Aggregation

Updated: 2018-12-11

Describe a DataFrame

Assume we already have the DataFrame df, and column names are col0, col1, col2 ...

val result = df.describe("col0", "col1", "col6")
result.show()
+-------+------------------+-----------------+----+
|summary| col0             | col1            |col6|
+-------+------------------+-----------------+----+
| count | 100              | 100             | 100|
| mean  | 1.625            | 1.5             |null|
| stddev|1.3252656767320465|1.125087900926024|null|
| min   |                  |                 |    |
| max   | ~                | 3.0             |aaaa|
+-------+------------------+-----------------+----+

GroupBy

Count of Categorical Field

df.groupBy("colName").count()

Weighted Count of Categorical Field

df.groupBy("colName").sum("weightColName")

Group by multiple columns

df.groupBy("col0", "col1", "col2").count()

agg()

Unique Values/Cardinality

df.agg(approxCountDistinct("col0")).show()

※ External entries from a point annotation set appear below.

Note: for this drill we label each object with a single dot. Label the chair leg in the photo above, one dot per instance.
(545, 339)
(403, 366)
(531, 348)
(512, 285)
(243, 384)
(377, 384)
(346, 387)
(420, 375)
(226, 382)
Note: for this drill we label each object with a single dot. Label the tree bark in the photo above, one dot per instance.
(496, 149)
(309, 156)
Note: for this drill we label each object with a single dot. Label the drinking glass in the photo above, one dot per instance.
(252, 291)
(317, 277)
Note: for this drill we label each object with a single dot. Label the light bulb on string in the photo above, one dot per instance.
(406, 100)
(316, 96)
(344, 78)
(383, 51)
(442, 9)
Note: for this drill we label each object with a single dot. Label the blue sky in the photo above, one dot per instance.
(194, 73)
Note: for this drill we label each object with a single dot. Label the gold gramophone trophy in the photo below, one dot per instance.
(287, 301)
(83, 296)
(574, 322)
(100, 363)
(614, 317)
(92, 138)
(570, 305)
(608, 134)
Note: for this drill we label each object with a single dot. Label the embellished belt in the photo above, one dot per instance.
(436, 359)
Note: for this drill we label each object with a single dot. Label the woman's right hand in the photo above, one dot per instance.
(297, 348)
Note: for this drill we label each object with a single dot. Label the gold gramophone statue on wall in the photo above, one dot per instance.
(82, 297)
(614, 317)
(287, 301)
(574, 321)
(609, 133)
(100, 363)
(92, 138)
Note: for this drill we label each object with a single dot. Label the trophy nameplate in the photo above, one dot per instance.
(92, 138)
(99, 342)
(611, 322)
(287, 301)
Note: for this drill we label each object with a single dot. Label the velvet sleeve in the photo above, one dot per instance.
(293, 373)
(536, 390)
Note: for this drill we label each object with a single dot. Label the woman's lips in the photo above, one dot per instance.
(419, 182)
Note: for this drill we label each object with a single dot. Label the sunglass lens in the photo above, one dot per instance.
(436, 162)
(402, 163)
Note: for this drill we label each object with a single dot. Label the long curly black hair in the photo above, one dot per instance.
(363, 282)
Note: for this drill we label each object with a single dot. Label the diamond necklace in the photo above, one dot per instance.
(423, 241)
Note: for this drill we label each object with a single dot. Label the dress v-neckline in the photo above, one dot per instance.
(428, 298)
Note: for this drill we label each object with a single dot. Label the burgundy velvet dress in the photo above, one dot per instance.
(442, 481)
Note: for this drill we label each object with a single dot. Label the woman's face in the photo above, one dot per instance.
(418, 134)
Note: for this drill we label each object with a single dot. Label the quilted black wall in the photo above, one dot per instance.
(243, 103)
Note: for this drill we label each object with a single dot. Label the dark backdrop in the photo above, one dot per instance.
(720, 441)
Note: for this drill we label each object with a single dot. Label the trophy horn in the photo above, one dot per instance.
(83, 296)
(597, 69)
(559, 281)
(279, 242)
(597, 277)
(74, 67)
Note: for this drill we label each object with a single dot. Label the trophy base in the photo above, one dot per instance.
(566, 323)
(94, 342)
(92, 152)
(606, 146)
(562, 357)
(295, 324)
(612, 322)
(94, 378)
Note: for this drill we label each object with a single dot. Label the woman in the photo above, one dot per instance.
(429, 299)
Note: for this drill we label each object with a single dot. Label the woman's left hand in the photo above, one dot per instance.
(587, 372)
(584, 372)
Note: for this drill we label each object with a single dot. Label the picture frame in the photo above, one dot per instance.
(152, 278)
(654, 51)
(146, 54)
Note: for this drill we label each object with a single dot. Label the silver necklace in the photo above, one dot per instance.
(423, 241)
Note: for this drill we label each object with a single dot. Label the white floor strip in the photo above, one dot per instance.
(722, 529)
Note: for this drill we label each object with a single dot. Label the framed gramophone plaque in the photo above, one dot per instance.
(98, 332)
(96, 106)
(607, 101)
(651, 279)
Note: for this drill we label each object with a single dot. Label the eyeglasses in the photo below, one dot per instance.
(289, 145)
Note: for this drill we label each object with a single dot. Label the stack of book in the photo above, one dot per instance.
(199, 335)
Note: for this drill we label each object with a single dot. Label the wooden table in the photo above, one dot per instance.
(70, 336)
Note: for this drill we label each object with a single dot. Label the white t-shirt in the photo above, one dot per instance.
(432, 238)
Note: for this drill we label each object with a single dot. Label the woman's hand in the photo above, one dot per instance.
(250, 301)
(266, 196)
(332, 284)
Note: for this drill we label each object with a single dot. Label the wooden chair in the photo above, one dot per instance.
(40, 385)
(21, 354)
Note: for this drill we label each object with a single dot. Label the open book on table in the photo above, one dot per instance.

With multiple aggregation functions

val t = Seq(count("col1"), count("col2"))
df.agg(count("col0"), t:_*).show()

Pragmatically:

val t = header
  .map(name =>
    Seq(
      count(name).as("cnt_" + name),
      min(name).as("min_" + name),
      max(name).as("max_" + name),
      countDistinct(name).as("dist_" + name)))
  .reduce(_ ++ _)

val result = df.agg(count("col0"), t: _*)

println(result.head.getAs[Double]("cnt_col0"))

where t:_* notes that t should be used as varargs